Wednesday, July 06, 2005

Wisconsin Lottery Ripping Off the Poor?

That’s the claim of the Journal-Sentinel, that asserts:
Nearly one-third of all state lottery tickets sold in southeastern Wisconsin last year were sold in poor neighborhoods, and players in these areas hoping to strike it rich have not seen as many big payoffs as the rest of the region, a Journal Sentinel analysis shows.
Sounds like another case of the poor being ripped off, right?

But as our colleague Lowell Barrington pointed out to us, the problem is the stipulation “big payoffs.”

The first hint that there is something wrong with the paper’s analysis comes in a chart that shows that “winnings to sales ratio” in various localities.

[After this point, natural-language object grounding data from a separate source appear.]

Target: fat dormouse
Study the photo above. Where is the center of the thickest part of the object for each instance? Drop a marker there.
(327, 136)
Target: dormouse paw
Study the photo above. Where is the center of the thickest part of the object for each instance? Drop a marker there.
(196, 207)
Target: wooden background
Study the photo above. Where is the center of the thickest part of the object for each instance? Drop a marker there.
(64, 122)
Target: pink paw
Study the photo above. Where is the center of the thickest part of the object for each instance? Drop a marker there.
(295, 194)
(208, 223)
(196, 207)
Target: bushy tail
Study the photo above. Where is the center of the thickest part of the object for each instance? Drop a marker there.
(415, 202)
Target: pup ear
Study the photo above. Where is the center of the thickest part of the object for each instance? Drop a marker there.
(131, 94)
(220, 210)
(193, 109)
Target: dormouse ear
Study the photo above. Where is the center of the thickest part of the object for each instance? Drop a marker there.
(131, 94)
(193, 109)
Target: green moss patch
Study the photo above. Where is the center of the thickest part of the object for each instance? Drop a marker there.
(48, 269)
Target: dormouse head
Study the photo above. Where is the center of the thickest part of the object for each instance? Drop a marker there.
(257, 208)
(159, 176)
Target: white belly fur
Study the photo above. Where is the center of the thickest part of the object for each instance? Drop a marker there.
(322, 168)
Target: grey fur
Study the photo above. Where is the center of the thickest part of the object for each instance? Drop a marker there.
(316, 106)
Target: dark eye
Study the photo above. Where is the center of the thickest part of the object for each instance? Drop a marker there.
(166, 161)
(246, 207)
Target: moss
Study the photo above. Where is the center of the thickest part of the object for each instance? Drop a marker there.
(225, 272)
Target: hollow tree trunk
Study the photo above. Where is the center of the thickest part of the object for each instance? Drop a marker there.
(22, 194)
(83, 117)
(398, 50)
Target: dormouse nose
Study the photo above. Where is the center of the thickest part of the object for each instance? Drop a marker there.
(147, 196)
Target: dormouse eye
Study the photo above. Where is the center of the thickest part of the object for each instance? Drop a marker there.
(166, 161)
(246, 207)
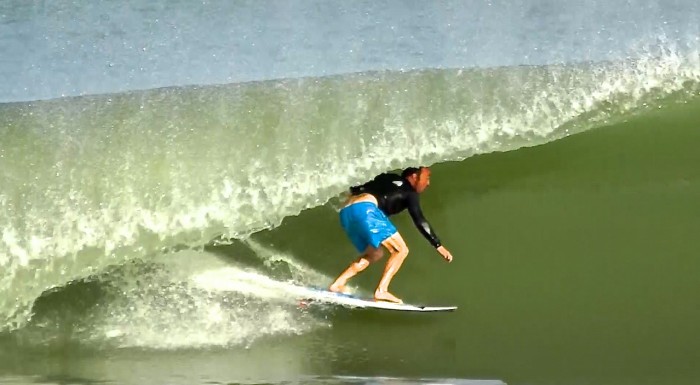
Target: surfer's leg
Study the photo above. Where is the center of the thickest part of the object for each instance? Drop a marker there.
(370, 255)
(398, 249)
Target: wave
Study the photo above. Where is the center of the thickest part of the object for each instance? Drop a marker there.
(98, 181)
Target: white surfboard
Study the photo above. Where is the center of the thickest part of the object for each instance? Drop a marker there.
(329, 297)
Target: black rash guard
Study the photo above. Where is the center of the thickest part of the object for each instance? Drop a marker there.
(395, 194)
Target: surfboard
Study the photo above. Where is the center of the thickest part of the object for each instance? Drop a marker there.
(351, 301)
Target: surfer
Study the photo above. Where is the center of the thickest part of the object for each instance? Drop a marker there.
(365, 221)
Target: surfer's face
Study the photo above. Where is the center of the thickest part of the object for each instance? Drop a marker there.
(421, 179)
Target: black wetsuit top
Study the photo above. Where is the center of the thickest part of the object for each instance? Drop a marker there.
(395, 194)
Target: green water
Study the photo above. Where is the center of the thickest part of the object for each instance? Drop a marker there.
(575, 263)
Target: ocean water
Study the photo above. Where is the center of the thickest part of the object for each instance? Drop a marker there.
(171, 171)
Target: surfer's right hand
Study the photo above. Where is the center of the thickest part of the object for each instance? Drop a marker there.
(445, 253)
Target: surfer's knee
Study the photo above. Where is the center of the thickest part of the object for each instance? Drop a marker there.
(399, 245)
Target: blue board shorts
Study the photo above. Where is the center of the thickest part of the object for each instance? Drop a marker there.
(365, 224)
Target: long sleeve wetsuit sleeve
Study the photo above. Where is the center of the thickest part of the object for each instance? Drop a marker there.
(421, 223)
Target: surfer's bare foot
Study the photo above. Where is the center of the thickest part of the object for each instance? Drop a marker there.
(338, 288)
(386, 296)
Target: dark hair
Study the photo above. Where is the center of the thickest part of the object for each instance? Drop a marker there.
(410, 171)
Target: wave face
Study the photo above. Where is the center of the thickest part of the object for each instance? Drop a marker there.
(97, 181)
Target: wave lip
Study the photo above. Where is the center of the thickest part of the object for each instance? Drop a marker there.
(91, 182)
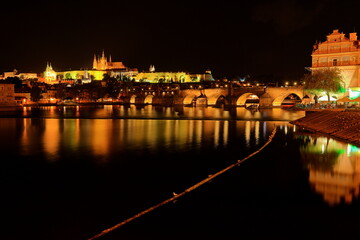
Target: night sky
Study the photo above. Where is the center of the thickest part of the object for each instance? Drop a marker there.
(231, 38)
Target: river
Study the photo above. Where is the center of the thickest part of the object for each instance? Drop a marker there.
(70, 172)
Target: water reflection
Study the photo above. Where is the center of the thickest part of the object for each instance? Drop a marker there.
(57, 138)
(154, 112)
(334, 168)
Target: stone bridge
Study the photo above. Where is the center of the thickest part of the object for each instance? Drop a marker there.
(267, 97)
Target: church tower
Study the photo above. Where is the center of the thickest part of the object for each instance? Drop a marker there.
(95, 62)
(152, 68)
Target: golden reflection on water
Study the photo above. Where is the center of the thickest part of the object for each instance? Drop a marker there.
(334, 168)
(103, 137)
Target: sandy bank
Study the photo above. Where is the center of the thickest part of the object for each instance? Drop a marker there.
(339, 124)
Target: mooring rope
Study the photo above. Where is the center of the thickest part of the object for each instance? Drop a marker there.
(176, 196)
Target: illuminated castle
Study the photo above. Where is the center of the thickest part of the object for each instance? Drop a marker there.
(50, 74)
(102, 63)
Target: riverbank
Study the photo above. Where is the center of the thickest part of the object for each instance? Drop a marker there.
(344, 125)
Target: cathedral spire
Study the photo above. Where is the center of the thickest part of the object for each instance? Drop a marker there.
(95, 62)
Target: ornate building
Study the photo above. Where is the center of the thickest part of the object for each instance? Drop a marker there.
(102, 63)
(343, 53)
(50, 76)
(167, 77)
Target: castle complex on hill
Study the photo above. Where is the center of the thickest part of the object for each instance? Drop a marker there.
(104, 65)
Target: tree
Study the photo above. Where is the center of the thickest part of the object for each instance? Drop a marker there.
(328, 80)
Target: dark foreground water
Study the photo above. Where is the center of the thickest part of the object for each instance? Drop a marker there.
(70, 178)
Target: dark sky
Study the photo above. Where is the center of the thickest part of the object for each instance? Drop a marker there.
(229, 37)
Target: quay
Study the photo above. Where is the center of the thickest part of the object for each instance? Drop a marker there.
(343, 124)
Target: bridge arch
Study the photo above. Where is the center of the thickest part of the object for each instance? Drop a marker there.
(242, 99)
(280, 99)
(189, 99)
(148, 99)
(213, 99)
(132, 99)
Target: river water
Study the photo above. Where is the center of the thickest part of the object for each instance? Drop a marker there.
(70, 172)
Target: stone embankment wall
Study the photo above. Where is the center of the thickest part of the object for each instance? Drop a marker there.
(340, 124)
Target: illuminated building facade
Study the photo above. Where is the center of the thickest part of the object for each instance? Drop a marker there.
(102, 63)
(167, 77)
(343, 53)
(22, 76)
(7, 94)
(50, 76)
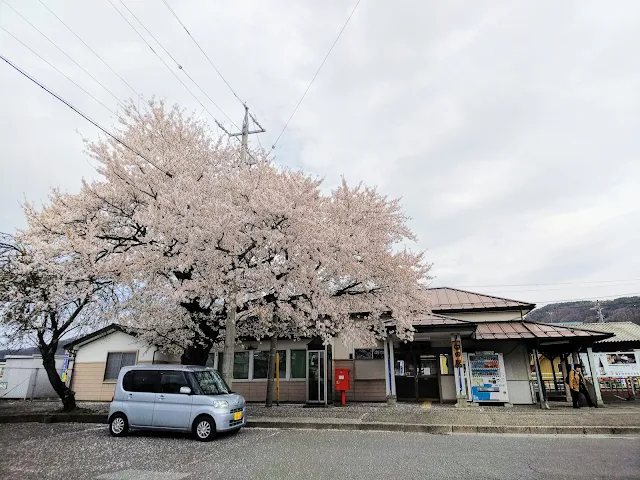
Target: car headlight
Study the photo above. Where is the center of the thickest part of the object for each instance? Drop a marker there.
(220, 404)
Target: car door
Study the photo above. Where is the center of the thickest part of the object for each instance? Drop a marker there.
(140, 387)
(172, 409)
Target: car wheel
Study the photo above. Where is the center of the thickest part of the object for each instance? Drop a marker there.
(204, 428)
(118, 425)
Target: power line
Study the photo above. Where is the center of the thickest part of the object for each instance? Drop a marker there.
(90, 49)
(589, 298)
(172, 72)
(62, 51)
(86, 117)
(56, 69)
(314, 77)
(203, 52)
(178, 64)
(568, 287)
(545, 284)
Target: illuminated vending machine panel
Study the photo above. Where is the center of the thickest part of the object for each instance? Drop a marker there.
(488, 379)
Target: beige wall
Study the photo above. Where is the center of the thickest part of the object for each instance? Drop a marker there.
(342, 348)
(97, 350)
(88, 382)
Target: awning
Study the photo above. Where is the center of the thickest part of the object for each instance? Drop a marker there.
(543, 332)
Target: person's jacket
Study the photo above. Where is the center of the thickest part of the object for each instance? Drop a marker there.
(574, 380)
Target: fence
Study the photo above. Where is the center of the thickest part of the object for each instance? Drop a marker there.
(613, 387)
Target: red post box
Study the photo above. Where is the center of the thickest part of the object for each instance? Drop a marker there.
(342, 383)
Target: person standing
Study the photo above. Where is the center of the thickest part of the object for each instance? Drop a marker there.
(577, 386)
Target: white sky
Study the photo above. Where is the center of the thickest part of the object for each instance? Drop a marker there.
(510, 129)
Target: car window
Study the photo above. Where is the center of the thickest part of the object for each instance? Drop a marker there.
(144, 381)
(210, 382)
(170, 382)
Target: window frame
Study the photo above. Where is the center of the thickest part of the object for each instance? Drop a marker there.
(187, 383)
(106, 364)
(249, 368)
(306, 366)
(287, 365)
(156, 384)
(372, 353)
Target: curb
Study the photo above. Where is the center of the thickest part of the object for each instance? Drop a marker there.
(55, 418)
(448, 429)
(362, 426)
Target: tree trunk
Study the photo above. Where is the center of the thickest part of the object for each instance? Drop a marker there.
(271, 371)
(228, 351)
(195, 354)
(67, 395)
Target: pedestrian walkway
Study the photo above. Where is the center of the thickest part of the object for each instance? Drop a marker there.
(622, 417)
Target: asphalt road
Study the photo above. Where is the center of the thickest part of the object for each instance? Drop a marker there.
(81, 451)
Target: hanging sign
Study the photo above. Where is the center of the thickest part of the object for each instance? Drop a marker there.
(456, 345)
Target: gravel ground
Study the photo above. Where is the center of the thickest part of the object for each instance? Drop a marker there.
(18, 407)
(43, 451)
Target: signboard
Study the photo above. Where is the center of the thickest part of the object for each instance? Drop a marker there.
(456, 346)
(614, 364)
(65, 368)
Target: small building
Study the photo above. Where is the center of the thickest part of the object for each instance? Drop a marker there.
(616, 357)
(491, 334)
(24, 377)
(96, 360)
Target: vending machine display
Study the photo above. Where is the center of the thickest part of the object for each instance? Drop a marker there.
(487, 378)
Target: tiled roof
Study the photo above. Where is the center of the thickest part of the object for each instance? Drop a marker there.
(529, 330)
(622, 331)
(433, 319)
(445, 299)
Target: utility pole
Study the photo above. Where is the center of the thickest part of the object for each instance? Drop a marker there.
(228, 351)
(245, 132)
(598, 309)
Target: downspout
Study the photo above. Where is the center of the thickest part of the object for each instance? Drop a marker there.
(71, 367)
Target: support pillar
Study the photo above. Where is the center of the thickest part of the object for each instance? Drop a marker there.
(458, 371)
(565, 374)
(387, 370)
(390, 378)
(536, 362)
(594, 377)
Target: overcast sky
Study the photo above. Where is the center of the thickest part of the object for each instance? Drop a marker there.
(510, 129)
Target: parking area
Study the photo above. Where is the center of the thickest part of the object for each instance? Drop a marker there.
(86, 451)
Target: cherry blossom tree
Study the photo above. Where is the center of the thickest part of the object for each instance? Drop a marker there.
(53, 283)
(196, 238)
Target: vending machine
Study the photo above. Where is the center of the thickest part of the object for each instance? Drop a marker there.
(487, 377)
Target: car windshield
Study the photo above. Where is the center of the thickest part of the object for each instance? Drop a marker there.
(211, 382)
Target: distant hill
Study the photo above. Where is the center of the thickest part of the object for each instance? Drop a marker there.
(624, 309)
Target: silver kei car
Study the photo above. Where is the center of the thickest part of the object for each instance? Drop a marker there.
(175, 398)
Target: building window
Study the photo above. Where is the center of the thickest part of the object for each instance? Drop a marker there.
(298, 364)
(369, 353)
(117, 360)
(282, 364)
(260, 363)
(241, 366)
(211, 360)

Across the entire area the average payout in “winnings” is 6.4% of sales.

But in fact, the lottery pays out, in prizes, far more than 6.4% of all it takes in. In Fiscal 2003-2004, the lottery had (state wide) 482.9 million dollars in sales, and gave out 275.2 million dollars in prizes.

It returned, in other words, 56.9 cents on each dollar spent on a lottery ticket.

Then how does one explain the discrepancy between this figure and the 6.4 cents the Journal-Sentinel reports?

Simple. The Journal-Sentinel analysis included as “winnings” only prizes of $600 or more. But these come to only a very small proportion of total lottery winnings.

The discrepancy could easily be accounted for if people in poor neighborhoods disproportionately play games that have a high probability of payout, but only a modest payout if you win. And indeed, the article provides evidence that this is the case:
[Mike Edmonds, director of the Wisconsin Lottery] also noted that one of the most popular games in Milwaukee County is the Pick 3 game, which has a top prize of $500 - prizes that are not recorded and tracked by the lottery. Of the $23 million in Pick 3 sales statewide last year, he said, half of those sales were in Milwaukee County.
In other words, lottery tickets with a low top payout (but a greater probability of winning) are apparently more popular in poor neighborhoods.

This article was a prime example of statistical incompetence, and should never have appeared in the paper.